China has also recently deployed anti-ship cruise missiles and surface-to-air missiles on Fiery Cross Reef, Subi Reef and Mischief Reef in the Spratly Islands – in contradiction to an assurance given by President Xi Jinping in 2015 that China had no intention of militarizing the South China Sea.

The militarization of the islands led Philip Davidson, nominated by US President Donald Trump to lead America's armed forces in the Pacific, to state that 'China is now capable of controlling the South China Sea in all scenarios short of war with the United States' in his written testimony to the US Senate Armed Services Committee last month.

At Saturday's national-security forum, Yen stated that the missile deployment was 'posing a threat and challenge to Taiwan's security."

But as Beijing shows off its military muscle, it creates fear and loathing on Taiwan.

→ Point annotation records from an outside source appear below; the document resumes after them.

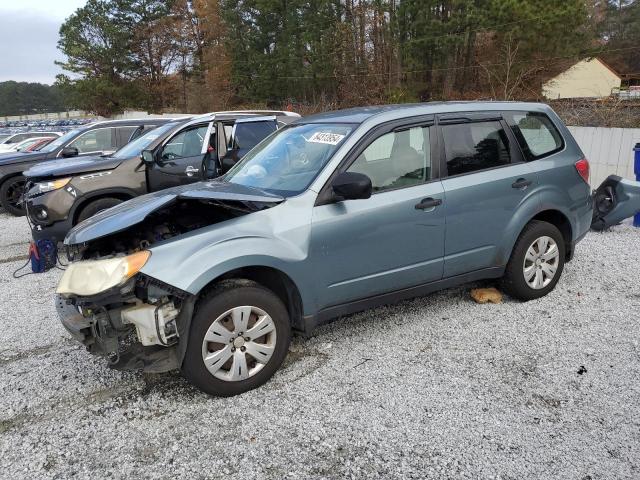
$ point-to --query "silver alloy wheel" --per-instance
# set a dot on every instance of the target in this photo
(541, 262)
(239, 343)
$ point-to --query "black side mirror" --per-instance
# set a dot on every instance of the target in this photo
(352, 186)
(68, 152)
(147, 157)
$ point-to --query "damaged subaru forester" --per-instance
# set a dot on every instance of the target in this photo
(333, 214)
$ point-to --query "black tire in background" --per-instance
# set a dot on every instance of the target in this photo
(222, 298)
(514, 283)
(96, 206)
(10, 193)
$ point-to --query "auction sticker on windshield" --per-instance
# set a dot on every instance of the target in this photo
(326, 137)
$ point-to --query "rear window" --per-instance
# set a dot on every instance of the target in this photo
(536, 134)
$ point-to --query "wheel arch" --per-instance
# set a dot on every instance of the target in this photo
(562, 223)
(554, 216)
(273, 279)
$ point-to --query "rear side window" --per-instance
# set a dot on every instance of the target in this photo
(470, 147)
(536, 134)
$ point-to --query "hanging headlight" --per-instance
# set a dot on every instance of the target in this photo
(90, 277)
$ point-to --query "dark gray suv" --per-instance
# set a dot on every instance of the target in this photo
(332, 214)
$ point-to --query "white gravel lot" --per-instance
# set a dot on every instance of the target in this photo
(434, 387)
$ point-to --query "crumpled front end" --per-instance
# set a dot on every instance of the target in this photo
(136, 325)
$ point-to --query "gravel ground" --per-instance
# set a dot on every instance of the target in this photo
(434, 387)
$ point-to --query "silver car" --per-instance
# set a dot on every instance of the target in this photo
(333, 214)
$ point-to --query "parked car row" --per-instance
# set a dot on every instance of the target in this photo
(63, 193)
(203, 243)
(28, 144)
(100, 138)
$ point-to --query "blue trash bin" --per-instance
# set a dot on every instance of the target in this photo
(636, 169)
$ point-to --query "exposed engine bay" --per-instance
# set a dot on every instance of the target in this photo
(134, 323)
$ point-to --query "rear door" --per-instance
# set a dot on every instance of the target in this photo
(485, 179)
(180, 160)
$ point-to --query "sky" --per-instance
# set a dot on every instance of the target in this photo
(29, 38)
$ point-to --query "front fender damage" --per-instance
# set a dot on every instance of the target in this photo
(615, 200)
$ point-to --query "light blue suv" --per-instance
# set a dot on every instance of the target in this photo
(333, 214)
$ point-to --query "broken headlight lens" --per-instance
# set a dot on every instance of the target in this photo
(90, 277)
(44, 187)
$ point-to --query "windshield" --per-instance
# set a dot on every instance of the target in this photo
(58, 142)
(288, 161)
(134, 149)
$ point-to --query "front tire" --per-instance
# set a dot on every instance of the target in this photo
(10, 193)
(536, 262)
(239, 337)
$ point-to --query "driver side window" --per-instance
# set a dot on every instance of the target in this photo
(98, 140)
(188, 143)
(397, 159)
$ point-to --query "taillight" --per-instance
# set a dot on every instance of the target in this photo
(583, 169)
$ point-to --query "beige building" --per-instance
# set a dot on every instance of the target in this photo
(589, 78)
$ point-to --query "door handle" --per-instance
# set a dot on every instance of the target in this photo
(428, 204)
(521, 183)
(190, 171)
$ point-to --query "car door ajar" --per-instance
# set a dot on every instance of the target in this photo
(180, 160)
(485, 179)
(391, 241)
(245, 135)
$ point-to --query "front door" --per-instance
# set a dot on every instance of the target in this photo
(391, 241)
(485, 180)
(181, 159)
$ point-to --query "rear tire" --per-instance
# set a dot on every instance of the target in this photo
(10, 193)
(536, 262)
(97, 206)
(242, 331)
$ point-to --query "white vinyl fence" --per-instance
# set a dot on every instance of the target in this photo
(609, 151)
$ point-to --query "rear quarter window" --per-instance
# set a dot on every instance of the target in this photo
(536, 134)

In recent polls, Taiwanese reveal they are resentful toward increased aggression by China – some 80% of Taiwanese think China is unfriendly toward Taiwan.

Beijing's latest drive to instill fear in the populace of Taiwan may only lead to greater Taiwanese identity

And Beijing's latest drive to instill fear in the populace of Taiwan may only lead to greater Taiwanese identity. As Richard Bush, a senior fellow at the Brookings Institution, wrote in his 2005 book Untying the Knot: Making Peace in the Taiwan Strait, Taiwanese identity has long been forged in the aftermath of adversity. Bush points to the February 28 incident (228) in 1947 as pivotal, when some 18,000 to 28,000 citizens were killed during an anti-government uprising sparked by a confrontation between a cigarette vendor and tax officials.

A Taiwanese identity further developed during the 'white terror' starting in 1949, when the Kuomintang (KMT), or Nationalist Party of China, relocated to the island along with 2 million soldiers and civilians. Their purge of Communists and independence advocates led a popular expression among Taiwanese toward outsiders: ' The dogs [the Japanese] had left, but the pigs [mainland Chinese] had come. ' Identity continued to be forged under a 38-year period of martial law lasting until 1987.

In 1995, Chinese leader Jiang Zemin spoke out against the use of forceful coercion against Taiwan, arguing that China 'should strive for the peaceful reunification of the motherland, since Chinese should not fight fellow Chinese.'

Xi Jinping, having consolidated and extended his power, has chosen a different path, intended to instill fear and submission among the Taiwanese. But his strategy of bullying, and the example set in Hong Kong, only play into the Taiwanese narrative of mainland China as the oppressive outsider, and help sustain a separate identity – some 75% now consider themselves Taiwanese , rather than Chinese.